Artist: John Constable (English, 1776- 1837)
Medium: Antique etching on thick laid paper after the original by master etcher Richard Samuel Chattock (English, 1825 – 1906).
Dimensions: Image size 4 x 6 inches.
Framed Dimensions: Approximately 12 x 14 inches.
Framing: This piece has been professionally matted and framed using all new materials.
View with a stream running in the center, a path from a forest in the left background to another in the right foreground crossing over the stream, a figure lying on his stomach on the ground in the left foreground looking towards the stream, a woman carrying a pail in the right.
John Constable was born June 11, 1776, in East Bergholt, Suffolk. His father was a wealthy corn merchant. Constable was educated at Dedham Grammar School, and after he left school he worked in his father’s business.

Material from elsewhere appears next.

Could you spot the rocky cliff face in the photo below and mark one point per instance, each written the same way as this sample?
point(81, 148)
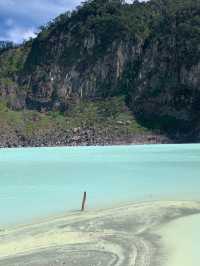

His heart was not in it, however, and in 1799 he induced his father to send him to the Royal Academy in London to study art. A fellow student at the Royal Academy School was JMW Turner, but the two men never became friends. Constable exhibited his first painting in 1802, but unlike Turner, success eluded him. He sold only 20 paintings in his lifetime, and was never recognized in his homeland while he was alive. In 1816 Constable became financially secure with money left to him when his father died. He married Maria Bicknell despite the opposition of her family. The couple were happy together, and Constable was plunged into depression on her death in 1828. Constable rejected the formal or “picturesque” rendering of nature found in the works of artists like Gainsborough. Instead, he tried to capture informally the effects of changing light and the patterns of clouds moving across the country sky. He loved the countryside, and his best work was of outdoor scenes in his native Suffolk and his London home in Hampstead. He worked in the open air, though he he returned to his studio to finish his paintings. His larger scenes were sketched full-size in oil, and the sketch was then used as a model for the finished painting. In France Constable found the success that eluded him in England. His 1821 master work The Haywain was exhibited at the Paris Salon of 1824. Constable’s work greatly influenced the French artist Delacroix, and the so-called “Barbizon School”, who followed Constable’s lead in working outdoors. Later still, the French Impressionists built on Constable’s efforts to capture the moods of light. It was not until 1829 that Constable was reluctantly awarded full membership in the Royal Academy (and then by a majority of only one vote). He continued to struggle for commercial success, and was forced to take on some portrait work to make ends meet. John Constable died on March 31, 1837, and was buried in St. John’s church, London.